Using Other RMs (e.g., Pinecone, Weaviate)

Configuring other RMs follows a similar pattern. You’ll typically need to provide details like index names, API keys (often via environment variables), and the client object for that specific service.

# Example: Configuring Pinecone (Conceptual - requires setup)
# from dspy.retrieve.pinecone_rm import PineconeRM
# Assumes PINECONE_API_KEY and PINECONE_ENVIRONMENT are set in environment
# pinecone_retriever = PineconeRM(
#     pinecone_index_name='my-company-docs-index',
#     # Assuming embeddings are done via OpenAI's model
#     openai_embed_model='text-embedding-ada-002'
# )
# dspy.settings.configure(rm=pinecone_retriever)

# Example: Configuring Weaviate (Conceptual - requires setup)
# import weaviate
# from dspy.retrieve.weaviate_rm import WeaviateRM
# weaviate_client = weaviate.connect_to_local() # Or connect_to_wcs, etc.
# weaviate_retriever = WeaviateRM(
#     weaviate_collection_name='my_manuals',
#     weaviate_client=weaviate_client
# )
# dspy.settings.configure(rm=weaviate_retriever)
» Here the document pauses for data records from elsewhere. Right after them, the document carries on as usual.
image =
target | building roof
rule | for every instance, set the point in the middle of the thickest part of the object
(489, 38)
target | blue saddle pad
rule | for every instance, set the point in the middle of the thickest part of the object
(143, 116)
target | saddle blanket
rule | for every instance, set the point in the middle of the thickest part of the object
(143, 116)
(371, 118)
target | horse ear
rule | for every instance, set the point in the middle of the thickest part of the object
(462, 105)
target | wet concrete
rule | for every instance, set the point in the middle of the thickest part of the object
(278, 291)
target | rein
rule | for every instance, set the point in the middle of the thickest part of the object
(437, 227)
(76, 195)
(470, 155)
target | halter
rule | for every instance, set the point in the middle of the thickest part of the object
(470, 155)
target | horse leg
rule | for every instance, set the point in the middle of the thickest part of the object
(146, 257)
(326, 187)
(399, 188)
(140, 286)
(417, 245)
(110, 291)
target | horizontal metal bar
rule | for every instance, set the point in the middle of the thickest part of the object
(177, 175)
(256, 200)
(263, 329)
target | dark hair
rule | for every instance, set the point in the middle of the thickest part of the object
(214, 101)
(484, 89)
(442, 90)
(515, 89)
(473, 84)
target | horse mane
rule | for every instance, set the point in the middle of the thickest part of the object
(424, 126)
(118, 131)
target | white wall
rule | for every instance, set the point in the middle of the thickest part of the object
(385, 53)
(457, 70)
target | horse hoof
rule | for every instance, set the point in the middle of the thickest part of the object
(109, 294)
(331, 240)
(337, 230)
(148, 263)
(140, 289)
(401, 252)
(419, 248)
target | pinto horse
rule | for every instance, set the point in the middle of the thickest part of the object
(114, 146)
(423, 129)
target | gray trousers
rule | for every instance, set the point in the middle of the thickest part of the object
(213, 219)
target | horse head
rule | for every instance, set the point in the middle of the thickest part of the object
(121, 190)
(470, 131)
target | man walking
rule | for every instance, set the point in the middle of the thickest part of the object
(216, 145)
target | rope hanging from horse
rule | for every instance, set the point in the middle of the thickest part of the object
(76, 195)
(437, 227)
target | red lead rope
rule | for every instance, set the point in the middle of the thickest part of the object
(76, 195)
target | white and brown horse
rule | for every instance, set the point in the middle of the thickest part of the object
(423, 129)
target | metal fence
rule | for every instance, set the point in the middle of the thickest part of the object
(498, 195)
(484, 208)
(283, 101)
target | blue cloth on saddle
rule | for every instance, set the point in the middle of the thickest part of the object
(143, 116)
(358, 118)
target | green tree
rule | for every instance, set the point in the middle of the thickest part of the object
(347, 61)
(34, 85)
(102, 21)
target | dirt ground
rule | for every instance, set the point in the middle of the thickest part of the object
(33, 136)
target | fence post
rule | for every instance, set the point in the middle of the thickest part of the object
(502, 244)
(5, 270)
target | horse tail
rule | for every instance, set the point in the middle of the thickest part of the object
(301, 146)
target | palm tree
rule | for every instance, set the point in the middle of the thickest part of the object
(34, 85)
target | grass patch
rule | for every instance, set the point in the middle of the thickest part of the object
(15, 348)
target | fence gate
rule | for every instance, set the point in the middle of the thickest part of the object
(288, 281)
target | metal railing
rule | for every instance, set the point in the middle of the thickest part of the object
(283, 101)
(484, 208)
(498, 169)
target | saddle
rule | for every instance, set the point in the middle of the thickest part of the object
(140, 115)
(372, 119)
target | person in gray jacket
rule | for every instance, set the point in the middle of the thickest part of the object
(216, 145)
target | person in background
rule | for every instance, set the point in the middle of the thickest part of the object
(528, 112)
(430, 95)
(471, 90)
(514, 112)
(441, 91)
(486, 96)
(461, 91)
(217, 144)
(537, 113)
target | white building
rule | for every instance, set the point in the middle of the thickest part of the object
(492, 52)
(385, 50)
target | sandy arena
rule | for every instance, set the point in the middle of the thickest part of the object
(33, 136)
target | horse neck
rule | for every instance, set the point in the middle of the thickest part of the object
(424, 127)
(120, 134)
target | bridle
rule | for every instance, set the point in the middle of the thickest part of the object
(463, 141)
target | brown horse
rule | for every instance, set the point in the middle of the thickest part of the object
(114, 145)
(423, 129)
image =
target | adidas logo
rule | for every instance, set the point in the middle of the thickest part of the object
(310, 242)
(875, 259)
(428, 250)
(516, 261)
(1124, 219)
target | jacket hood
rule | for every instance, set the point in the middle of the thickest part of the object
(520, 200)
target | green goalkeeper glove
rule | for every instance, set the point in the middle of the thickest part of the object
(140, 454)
(Don’t worry about the specifics of connecting to Pinecone or Weaviate here; the key takeaway is the dspy.settings.configure(rm=...) pattern.)

How Modules Use the Configured RM: `dspy.Retrieve`

Usually, you don’t call dspy.settings.rm(...) directly in your main program logic. Instead, you use a DSPy module designed for retrieval. The most basic one is dspy.Retrieve.

The dspy.Retrieve module is a simple Module whose job is to:

Take a query as input.
Call the currently configured RM (dspy.settings.rm).
Return the retrieved passages.

Here’s how you typically use it within a DSPy Program:

import dspy

# Assume RM is already configured (e.g., colbertv2_wiki from before)
# dspy.settings.configure(rm=colbertv2_wiki)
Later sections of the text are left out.